Y entonces apareció el The Caretaker Challenge, un reto en el que los jóvenes de TikTok se desafiaban a escuchar Everywhere at the End of Time completo y sin pausas, para luego contar su experiencia: una prueba de resistencia, de voluntad, una maratón –por momentos angustiosa– de música ambiental extraña, que no cualquier oyente soporta. En una entrevista al medio británico The Quietus, Kirby aseguró: "El que sea un desafío en TikTok es endémico de los tropos de las redes sociales modernas entre los jóvenes, para muchos de los cuales la experiencia compartida lo es todo (…) Pero también les ha permitido a los jóvenes comprender los síntomas que puede enfrentar una persona con demencia. En última instancia, si los jóvenes ven que la música puede ser una experiencia y va más allá de lo que se les fabrica y bombardea, los músicos independientes se benefician."

Vivimos en la era del consumo rápido y el descarte, de la escasez de atención y de los shorts de 1 minuto. ¿Cómo es posible que un álbum conceptual de seis horas se haya transformado en un reto de TikTok, la red social de la inmediatez? ¿Fue la prepotencia de una obra que rompe con lo establecido y ofrece una experiencia de escucha tan extraordinaria y terrorífica que cautivó incluso a una generación que está siendo educada en la eterna búsqueda del shot de dopamina a través del scroll infinito? ¿O es simplemente el capitalismo tardío domesticando y devorando, una vez más, todo lo que puede poner en riesgo su hegemonía?
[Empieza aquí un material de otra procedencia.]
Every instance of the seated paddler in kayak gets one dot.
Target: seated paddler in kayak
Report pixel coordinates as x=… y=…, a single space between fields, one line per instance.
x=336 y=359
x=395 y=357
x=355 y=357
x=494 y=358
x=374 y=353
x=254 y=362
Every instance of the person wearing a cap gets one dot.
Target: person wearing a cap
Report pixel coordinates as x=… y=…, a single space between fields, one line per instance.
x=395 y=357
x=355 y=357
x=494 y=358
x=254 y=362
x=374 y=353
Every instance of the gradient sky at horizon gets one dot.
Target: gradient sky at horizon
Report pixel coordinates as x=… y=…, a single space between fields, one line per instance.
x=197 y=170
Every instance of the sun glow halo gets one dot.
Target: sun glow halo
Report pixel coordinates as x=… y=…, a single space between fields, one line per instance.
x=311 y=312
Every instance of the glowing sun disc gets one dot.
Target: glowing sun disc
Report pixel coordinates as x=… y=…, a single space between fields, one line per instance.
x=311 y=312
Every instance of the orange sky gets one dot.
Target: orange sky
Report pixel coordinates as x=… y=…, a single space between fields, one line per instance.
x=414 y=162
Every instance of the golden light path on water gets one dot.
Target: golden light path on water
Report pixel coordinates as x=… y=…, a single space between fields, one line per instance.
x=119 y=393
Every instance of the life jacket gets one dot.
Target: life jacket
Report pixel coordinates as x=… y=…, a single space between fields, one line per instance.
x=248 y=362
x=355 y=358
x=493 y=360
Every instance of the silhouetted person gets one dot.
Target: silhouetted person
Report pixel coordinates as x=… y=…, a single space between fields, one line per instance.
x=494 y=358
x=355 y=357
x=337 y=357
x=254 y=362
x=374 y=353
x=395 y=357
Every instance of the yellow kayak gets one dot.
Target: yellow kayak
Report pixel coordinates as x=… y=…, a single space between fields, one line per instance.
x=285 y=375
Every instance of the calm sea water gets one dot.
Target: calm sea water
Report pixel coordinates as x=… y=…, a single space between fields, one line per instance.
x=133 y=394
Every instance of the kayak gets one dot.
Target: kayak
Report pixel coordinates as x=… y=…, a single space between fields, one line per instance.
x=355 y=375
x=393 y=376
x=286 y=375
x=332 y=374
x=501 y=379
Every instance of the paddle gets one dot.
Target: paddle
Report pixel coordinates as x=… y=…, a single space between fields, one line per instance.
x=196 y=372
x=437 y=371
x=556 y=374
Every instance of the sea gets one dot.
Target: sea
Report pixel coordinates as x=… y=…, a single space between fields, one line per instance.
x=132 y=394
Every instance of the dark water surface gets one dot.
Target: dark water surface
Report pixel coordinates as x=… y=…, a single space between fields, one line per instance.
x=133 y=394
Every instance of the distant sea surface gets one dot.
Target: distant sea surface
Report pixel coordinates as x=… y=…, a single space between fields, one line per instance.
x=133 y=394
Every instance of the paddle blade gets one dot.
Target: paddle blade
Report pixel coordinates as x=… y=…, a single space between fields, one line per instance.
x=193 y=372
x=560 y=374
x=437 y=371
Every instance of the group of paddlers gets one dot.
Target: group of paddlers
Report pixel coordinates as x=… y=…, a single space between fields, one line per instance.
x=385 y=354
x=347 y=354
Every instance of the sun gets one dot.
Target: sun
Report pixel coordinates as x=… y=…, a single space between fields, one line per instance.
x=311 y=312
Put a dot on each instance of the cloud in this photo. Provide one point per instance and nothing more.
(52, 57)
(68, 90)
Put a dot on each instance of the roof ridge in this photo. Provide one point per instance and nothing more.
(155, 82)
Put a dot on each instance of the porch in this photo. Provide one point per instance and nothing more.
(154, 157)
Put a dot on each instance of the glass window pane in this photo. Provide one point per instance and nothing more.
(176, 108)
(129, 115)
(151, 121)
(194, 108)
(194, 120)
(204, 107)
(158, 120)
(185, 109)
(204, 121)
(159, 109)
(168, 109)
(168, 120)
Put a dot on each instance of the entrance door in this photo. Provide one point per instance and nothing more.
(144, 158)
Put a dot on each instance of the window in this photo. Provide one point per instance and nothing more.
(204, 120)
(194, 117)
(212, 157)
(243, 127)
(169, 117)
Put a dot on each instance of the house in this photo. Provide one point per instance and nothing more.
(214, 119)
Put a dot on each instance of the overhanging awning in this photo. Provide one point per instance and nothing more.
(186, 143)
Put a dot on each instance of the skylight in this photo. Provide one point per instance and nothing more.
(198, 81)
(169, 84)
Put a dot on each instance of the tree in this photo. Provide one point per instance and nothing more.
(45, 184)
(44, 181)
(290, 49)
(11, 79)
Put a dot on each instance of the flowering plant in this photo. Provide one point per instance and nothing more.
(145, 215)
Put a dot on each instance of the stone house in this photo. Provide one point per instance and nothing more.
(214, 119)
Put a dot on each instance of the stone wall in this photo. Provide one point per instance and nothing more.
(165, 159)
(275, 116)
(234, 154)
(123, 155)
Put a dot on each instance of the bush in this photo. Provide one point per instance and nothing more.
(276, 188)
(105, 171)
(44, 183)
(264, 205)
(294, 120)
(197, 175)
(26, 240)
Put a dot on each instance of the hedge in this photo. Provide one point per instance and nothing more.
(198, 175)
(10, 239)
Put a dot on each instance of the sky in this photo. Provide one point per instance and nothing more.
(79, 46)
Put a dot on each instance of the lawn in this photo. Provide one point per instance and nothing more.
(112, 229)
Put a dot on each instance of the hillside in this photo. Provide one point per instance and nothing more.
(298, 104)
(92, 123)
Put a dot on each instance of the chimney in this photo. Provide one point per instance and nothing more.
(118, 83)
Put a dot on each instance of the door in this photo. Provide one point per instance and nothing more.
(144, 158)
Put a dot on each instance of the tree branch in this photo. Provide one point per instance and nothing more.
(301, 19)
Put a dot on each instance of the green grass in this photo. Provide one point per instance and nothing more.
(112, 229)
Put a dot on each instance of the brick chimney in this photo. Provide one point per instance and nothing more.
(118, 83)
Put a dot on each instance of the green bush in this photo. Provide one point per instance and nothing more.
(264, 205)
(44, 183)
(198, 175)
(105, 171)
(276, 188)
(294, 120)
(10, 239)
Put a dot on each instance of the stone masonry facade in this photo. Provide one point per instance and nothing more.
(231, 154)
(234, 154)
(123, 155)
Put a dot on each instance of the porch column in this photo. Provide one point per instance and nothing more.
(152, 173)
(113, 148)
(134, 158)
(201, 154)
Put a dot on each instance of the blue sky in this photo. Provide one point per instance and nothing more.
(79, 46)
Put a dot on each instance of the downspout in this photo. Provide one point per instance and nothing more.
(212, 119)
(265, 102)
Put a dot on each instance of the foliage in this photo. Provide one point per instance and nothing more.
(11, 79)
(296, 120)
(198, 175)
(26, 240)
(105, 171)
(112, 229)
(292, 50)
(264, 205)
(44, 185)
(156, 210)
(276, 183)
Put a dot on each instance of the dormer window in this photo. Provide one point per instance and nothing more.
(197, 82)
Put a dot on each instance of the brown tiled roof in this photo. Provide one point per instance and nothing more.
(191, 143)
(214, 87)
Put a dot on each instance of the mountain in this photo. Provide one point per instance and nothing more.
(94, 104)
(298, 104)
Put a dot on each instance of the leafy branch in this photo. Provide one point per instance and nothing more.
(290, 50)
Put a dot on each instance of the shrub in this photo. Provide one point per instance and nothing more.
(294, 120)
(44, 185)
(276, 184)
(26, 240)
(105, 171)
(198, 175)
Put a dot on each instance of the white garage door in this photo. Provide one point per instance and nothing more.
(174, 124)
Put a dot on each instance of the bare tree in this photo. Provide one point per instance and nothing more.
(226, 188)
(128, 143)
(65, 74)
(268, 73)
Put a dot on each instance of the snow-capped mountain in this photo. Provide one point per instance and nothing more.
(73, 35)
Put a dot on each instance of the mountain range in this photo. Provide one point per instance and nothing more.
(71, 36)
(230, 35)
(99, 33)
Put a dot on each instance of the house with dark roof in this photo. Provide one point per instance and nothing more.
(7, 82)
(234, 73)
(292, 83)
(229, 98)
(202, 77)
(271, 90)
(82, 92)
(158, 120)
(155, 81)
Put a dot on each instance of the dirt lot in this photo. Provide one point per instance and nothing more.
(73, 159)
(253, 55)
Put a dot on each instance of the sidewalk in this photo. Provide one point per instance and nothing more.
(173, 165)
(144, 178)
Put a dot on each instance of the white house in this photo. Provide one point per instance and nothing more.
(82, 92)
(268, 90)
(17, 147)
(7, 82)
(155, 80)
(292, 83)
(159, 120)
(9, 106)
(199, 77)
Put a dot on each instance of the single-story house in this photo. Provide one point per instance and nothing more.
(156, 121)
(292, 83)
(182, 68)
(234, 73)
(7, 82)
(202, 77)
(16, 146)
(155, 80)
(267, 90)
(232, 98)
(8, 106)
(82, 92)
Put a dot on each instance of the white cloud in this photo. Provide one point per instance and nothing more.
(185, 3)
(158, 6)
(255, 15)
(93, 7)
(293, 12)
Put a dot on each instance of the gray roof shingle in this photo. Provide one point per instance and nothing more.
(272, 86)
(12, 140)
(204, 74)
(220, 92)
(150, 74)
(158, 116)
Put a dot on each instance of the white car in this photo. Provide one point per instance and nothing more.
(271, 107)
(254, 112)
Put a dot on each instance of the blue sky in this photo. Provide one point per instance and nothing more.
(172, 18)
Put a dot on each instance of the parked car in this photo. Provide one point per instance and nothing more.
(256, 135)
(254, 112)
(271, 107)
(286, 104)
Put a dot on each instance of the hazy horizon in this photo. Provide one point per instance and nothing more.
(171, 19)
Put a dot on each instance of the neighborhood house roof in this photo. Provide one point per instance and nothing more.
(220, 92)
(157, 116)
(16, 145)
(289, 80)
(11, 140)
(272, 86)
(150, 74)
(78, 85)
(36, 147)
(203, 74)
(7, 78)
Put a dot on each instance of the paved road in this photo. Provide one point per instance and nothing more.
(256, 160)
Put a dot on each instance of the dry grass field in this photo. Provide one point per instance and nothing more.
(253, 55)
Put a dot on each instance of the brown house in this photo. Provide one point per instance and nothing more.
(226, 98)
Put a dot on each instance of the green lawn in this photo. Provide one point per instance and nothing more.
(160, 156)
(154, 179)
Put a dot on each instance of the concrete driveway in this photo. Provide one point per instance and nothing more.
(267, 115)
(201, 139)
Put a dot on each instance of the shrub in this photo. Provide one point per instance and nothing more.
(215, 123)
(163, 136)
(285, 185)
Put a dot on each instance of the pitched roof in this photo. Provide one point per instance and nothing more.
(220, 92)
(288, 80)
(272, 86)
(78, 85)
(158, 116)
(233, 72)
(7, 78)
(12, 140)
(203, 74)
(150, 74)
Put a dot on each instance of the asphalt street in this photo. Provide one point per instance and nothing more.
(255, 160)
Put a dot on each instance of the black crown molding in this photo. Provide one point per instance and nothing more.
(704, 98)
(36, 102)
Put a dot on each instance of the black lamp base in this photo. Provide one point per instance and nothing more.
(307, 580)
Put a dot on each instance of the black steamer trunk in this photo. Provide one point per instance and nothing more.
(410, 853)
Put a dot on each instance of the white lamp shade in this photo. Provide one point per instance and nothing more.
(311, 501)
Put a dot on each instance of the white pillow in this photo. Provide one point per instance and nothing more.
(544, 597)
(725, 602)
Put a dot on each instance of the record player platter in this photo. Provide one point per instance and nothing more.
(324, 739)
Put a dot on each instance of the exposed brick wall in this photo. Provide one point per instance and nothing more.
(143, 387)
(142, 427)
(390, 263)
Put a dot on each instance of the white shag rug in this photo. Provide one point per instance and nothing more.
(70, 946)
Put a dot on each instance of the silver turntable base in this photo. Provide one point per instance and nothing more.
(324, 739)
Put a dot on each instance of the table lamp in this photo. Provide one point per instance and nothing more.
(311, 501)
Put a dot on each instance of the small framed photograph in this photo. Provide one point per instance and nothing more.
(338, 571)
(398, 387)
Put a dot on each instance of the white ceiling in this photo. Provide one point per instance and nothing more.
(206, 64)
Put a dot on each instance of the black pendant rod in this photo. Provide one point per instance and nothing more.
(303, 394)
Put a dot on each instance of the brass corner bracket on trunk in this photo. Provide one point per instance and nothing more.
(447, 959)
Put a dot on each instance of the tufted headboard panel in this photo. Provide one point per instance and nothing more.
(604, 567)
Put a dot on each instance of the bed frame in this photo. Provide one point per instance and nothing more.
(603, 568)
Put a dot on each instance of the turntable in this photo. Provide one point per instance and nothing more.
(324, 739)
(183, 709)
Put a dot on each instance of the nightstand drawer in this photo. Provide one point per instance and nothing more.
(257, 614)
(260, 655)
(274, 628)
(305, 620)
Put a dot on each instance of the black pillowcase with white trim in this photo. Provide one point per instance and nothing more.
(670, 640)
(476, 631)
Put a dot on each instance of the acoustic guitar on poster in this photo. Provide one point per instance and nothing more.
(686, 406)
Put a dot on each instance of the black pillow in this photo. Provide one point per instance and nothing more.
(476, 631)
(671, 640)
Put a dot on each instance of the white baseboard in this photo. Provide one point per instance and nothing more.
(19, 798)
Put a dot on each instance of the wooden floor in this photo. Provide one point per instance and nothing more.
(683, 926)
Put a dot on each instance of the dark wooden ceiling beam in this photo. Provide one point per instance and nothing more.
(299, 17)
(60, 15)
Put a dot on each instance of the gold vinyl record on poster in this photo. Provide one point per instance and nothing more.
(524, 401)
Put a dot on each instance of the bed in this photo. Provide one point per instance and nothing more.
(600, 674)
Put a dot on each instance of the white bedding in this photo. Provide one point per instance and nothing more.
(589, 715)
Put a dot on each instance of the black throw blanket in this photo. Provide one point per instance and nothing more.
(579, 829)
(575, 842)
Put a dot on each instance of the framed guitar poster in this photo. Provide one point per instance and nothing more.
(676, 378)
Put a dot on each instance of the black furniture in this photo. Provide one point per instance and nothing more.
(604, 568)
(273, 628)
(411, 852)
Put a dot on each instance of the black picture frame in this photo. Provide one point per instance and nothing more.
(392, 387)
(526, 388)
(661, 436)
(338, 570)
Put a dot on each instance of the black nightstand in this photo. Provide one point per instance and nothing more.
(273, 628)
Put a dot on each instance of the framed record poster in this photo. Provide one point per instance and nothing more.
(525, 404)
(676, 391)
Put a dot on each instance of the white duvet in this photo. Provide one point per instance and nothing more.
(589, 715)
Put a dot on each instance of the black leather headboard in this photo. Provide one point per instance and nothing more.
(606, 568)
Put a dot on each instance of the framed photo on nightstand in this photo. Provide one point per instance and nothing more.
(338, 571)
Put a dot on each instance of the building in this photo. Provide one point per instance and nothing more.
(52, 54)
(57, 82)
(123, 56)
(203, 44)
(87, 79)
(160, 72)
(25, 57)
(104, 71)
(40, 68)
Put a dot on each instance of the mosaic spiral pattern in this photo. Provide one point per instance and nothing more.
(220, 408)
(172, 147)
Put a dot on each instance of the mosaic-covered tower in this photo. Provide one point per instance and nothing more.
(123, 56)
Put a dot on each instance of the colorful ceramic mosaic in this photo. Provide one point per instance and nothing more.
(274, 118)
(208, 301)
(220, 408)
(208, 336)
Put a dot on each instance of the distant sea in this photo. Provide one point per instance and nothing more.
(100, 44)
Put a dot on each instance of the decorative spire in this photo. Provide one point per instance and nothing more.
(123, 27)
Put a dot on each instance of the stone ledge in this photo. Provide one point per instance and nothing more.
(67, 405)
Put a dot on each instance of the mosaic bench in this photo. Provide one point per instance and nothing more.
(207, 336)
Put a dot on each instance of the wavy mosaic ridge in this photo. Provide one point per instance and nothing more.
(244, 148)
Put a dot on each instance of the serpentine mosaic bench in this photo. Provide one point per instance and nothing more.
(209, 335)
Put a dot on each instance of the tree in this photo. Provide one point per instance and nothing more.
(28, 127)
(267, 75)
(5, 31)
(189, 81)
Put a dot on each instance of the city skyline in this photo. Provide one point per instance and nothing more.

No se es un mejor amante de la música por animarse al reto psicológico y físico de escuchar los seis discos que conforman Everywhere at the End of Time, así como no se es mejor gamer por no abandonar Sekiro: Shadow Die Twice –o cualquier juego de From Software– antes del final. Ni mejor lector por terminar el Ulises de Joyce sin guías de lectura. Pero ahí están esas obras, esperándonos, desafiándonos, recordándonos que hay otras formas de escuchar, otras formas de leer, otras formas de jugar.